I’m suffering from mama-withdrawal. My mother is on a trip and not always accessible on the phone, which means I have had to forego my daily morning call complaining to her about how Baby A kept me up all night. I’ve also had to do without the daily afternoon call, asking her to reassure me that I didn’t make a terrible mistake in choosing to leave a full-time job to work from home and cater to Her Dictatorship’s every need.
It has been an especially hard week because I have been weaning Baby A and questioning my decision at every turn. Every time Baby A asks – no, begs – to nurse, and I have to gently dissuade her, I’m also struggling to swallow a hiccup of a sob, and aching for my mother. I’ve always been cocooned in the knowledge that dialling her number, whatever time of day, is a desire I should never question: she’s never too busy to take my call, never fed up with discussing the same topic over and over again, never desperate to hog the conversation or one up me when we’re deciding who had the worse day.
It’s a great boost to the ego, knowing that whenever you call or see this one specific person, she will always express real delight.
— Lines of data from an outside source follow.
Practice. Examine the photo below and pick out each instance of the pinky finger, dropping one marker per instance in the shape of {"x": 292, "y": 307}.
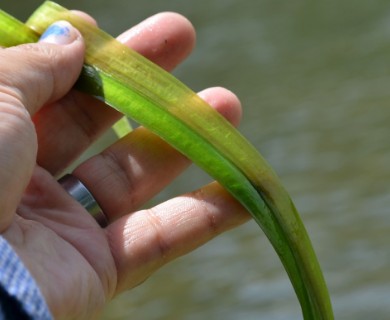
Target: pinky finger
{"x": 144, "y": 241}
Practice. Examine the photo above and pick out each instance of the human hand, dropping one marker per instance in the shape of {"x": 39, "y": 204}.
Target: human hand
{"x": 44, "y": 127}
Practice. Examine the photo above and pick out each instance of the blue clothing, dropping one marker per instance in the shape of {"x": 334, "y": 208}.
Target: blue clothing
{"x": 20, "y": 297}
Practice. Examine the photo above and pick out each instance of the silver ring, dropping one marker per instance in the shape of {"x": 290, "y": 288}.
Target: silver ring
{"x": 81, "y": 194}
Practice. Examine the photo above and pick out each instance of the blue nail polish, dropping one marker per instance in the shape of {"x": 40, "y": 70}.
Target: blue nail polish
{"x": 58, "y": 33}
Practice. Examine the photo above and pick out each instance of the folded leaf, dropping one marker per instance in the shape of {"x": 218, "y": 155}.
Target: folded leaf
{"x": 146, "y": 93}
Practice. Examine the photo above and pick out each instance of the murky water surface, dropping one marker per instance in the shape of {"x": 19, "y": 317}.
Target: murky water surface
{"x": 315, "y": 85}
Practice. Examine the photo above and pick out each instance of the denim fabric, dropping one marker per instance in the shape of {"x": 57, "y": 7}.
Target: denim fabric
{"x": 20, "y": 297}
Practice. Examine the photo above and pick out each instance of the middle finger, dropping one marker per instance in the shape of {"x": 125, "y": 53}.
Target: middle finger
{"x": 68, "y": 127}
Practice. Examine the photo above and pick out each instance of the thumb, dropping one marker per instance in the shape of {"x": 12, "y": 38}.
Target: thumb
{"x": 30, "y": 76}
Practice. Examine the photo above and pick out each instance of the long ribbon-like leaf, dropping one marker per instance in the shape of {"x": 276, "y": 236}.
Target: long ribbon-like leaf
{"x": 154, "y": 98}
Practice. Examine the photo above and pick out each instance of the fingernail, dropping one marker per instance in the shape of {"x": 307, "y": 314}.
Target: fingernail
{"x": 60, "y": 32}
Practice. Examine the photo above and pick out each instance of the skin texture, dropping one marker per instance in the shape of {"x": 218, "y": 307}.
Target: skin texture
{"x": 45, "y": 126}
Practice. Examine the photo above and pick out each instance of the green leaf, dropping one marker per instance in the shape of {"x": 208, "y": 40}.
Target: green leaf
{"x": 144, "y": 92}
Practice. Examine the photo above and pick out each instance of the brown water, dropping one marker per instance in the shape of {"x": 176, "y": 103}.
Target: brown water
{"x": 314, "y": 80}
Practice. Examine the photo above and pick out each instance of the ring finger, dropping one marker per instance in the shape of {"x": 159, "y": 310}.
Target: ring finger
{"x": 134, "y": 169}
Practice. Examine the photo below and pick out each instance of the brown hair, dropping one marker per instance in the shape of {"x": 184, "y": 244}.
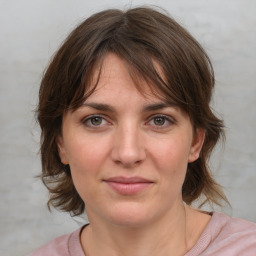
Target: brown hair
{"x": 139, "y": 36}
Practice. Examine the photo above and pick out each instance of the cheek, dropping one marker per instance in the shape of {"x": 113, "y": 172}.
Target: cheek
{"x": 172, "y": 155}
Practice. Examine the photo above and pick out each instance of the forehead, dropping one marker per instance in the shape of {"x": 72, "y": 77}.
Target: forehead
{"x": 114, "y": 77}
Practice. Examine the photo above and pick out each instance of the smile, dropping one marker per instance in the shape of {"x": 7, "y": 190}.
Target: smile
{"x": 128, "y": 186}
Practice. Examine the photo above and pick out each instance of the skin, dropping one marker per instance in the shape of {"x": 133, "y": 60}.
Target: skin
{"x": 117, "y": 132}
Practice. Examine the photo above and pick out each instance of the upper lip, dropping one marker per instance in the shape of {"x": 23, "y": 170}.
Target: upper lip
{"x": 128, "y": 180}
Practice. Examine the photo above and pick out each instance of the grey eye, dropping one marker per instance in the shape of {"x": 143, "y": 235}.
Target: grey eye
{"x": 96, "y": 121}
{"x": 159, "y": 120}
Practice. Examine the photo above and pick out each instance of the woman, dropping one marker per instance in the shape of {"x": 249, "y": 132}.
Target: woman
{"x": 127, "y": 132}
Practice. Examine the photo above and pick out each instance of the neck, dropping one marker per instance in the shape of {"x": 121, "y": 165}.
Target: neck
{"x": 166, "y": 236}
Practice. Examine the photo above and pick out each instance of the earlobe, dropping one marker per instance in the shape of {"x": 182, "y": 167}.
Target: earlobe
{"x": 197, "y": 145}
{"x": 61, "y": 150}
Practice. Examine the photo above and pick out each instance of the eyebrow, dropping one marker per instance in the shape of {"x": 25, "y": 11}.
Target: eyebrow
{"x": 99, "y": 106}
{"x": 146, "y": 108}
{"x": 157, "y": 106}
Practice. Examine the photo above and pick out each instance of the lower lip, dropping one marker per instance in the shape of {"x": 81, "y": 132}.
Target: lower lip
{"x": 128, "y": 188}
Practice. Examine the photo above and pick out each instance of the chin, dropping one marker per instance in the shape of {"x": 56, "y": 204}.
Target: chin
{"x": 131, "y": 215}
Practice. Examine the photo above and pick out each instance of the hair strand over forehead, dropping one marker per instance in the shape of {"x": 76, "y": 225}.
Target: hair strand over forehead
{"x": 155, "y": 48}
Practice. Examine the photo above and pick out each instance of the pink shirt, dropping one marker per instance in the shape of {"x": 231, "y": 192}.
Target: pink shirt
{"x": 223, "y": 236}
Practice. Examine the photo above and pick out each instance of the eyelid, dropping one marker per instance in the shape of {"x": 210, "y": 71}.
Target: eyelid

Even when I’m regaling her with something undeniably boring (“I’m trying out quinoa for dinner tonight”, “I couldn’t find parking today”, “The weather is really getting better”), she always shows interest in hearing every detail.
And here’s the thing: I’m a 32-year-old who still finds it immensely reassuring to have someone who is always so reliably happy about the fact that I exist.
If it means so much to me, there can be no denying that it’s just as important for Baby A. Learning from my mom, now that I have a daughter of my own, I try to never forget to show Baby A how happy I am to see her, to have her.
At times, I am buried in front of a screen, zombie-like while scrolling through my phone, or in deep concentration as I write an article. It’s a challenge, when a deadline is looming, not to let out a frustrated sigh when Baby A attempts to climb on my lap. And it’s a daily exercise in self-control not to shout out a stream of expletives when she pounds on the laptop and disrupts a piece of writing.
But I try. I try never to hide my happiness that she exists. I try to keep my smile at the ready and my eyes honest and twinkling when she calls out for “mama”.
When I walk in the door to a little girl who trips over her own feet as she rushes into my arms, I want her to know that she’s the reason I’m always happy to come home.
When I’m sick, or stressed, or rushed and busy, I want Baby A to always know that I’m 100 per cent glad she’s there and that she’s always my number one priority.
The author Toni Morrison shared a moving sentiment on Oprah years ago: “When my children used to walk in the room, I looked at them to see if they had buckled their trousers or if their hair was combed or if their socks were up. You think your affection and your deep love is on display because you’re caring for them. It’s not. When they see you, they see the critical face.” Does your face light up when your child comes into the room, she asked. Because they notice.
Baby A, I think, has definitely begun to notice. She sometimes hides for a second then reappears so I’ll make a big production of seeing her, hugging her, showering her with kisses. She believes she is worthy of such fanfare. To me, she is.